Emergency Kisses (1989, Philippe Garrel) — One of three Garrel films I saw revived in New York this year in impeccable condition (the othes: La Lit De La Vierge and I Don't Hear The Guitar Anymore), and my personal favorite. None are available on DVD (though it being Garrel that's not very surprising if we're being honest).
Garde A Vue (1981, Claude Miller) — Miller's generally written off as a middlebrow hack, but there's honor in this underrated curio, which is basically little more than excuse for Lino Ventura, Michel Serrault and Romy Schneider to take turns going at each other in lengthy exchanges. The plot and direction are unexceptional (and the ending misguided), but if that sounds like a good time to you, you're definitely the target audience. This is exactly the kind of low-key pleasure that belongs on DVD.
Naked Island (1960, Kaneto Shindo) — An elemental stunt: one year in the life of a family cultivating an impoverished island.
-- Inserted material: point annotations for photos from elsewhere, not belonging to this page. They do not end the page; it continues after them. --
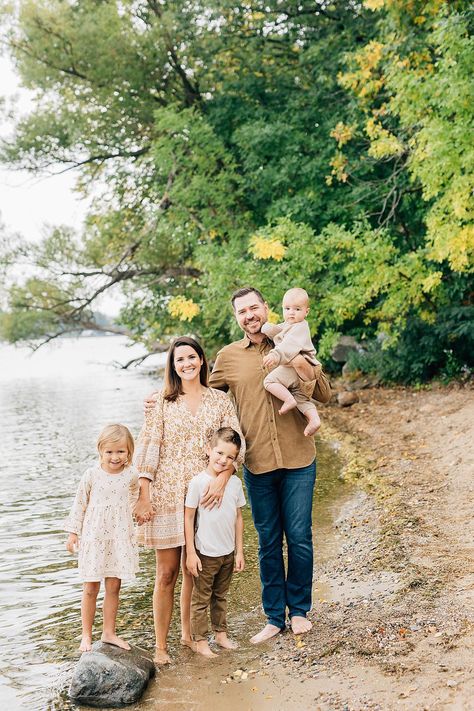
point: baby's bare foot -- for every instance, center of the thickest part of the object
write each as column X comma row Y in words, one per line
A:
column 86, row 643
column 202, row 647
column 314, row 423
column 115, row 640
column 288, row 404
column 161, row 657
column 223, row 641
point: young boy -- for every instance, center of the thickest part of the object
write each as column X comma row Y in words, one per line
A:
column 216, row 545
column 291, row 338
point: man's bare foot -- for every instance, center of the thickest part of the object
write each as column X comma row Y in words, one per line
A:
column 288, row 404
column 202, row 647
column 314, row 423
column 268, row 632
column 223, row 641
column 86, row 643
column 300, row 625
column 161, row 657
column 115, row 640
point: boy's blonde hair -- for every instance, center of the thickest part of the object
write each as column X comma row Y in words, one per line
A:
column 114, row 433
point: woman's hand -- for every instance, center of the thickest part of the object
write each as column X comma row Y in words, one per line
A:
column 72, row 543
column 270, row 360
column 150, row 401
column 212, row 496
column 193, row 564
column 239, row 562
column 143, row 511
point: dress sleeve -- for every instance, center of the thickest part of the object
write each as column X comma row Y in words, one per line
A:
column 147, row 452
column 271, row 329
column 217, row 378
column 134, row 488
column 73, row 523
column 229, row 419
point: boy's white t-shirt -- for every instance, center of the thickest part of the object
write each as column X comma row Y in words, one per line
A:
column 215, row 532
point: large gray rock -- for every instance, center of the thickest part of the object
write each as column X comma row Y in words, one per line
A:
column 109, row 676
column 346, row 399
column 344, row 346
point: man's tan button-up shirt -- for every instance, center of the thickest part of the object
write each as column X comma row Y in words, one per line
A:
column 273, row 441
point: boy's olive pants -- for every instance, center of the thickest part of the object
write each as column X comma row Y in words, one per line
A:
column 209, row 591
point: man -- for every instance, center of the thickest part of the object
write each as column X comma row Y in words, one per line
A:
column 280, row 467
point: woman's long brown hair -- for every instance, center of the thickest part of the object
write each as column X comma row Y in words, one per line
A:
column 173, row 386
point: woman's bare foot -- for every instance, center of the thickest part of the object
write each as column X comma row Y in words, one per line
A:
column 202, row 647
column 223, row 641
column 300, row 625
column 161, row 657
column 268, row 632
column 86, row 643
column 288, row 404
column 115, row 640
column 188, row 643
column 314, row 423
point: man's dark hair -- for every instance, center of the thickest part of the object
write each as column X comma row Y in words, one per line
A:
column 226, row 434
column 243, row 292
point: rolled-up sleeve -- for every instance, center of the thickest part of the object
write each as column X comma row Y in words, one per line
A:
column 230, row 419
column 147, row 452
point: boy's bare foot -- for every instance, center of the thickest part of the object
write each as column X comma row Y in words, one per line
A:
column 300, row 625
column 161, row 657
column 223, row 641
column 202, row 647
column 314, row 423
column 268, row 632
column 86, row 643
column 288, row 404
column 115, row 640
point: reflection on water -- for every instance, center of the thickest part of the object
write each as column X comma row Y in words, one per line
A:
column 52, row 407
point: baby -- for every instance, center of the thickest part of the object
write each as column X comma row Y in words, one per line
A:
column 291, row 338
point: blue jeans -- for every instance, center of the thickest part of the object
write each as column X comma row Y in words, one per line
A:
column 281, row 502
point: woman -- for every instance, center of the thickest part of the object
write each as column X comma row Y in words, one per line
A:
column 171, row 449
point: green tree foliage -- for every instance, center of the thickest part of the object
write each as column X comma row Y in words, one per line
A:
column 323, row 144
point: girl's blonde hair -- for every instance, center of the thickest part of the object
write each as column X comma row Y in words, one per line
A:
column 114, row 433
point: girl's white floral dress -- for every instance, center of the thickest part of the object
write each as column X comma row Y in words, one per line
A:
column 102, row 516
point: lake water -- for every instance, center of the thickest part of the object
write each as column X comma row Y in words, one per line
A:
column 52, row 406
No dialogue, just a hypnotic nascent version of arthouse minimalism.
Quadrille (1938, Sacha Guitry) — There's the barely masked leering and desire of '30s Lubitsch, and then there's this: barely filmed in any meaningful sense (the takes are beyond-Preminger-long, presumably to help the theatrical actors set their own pacing), with a climax that involves Guitry listening to his lover explain, with no verbal euphemisms, what exactly she did and who with. Bracing.
U.S. Go Home (1994, Claire Denis) — This is neck-and-neck with Nenette Et Boni for me as Denis' greatest film. It features Vincent Gallo actually acting as opposed to enacting his performance art project one more time. It's an hour long and the print is slightly bedraggled, but god bless MoMA for digging it up in the first place.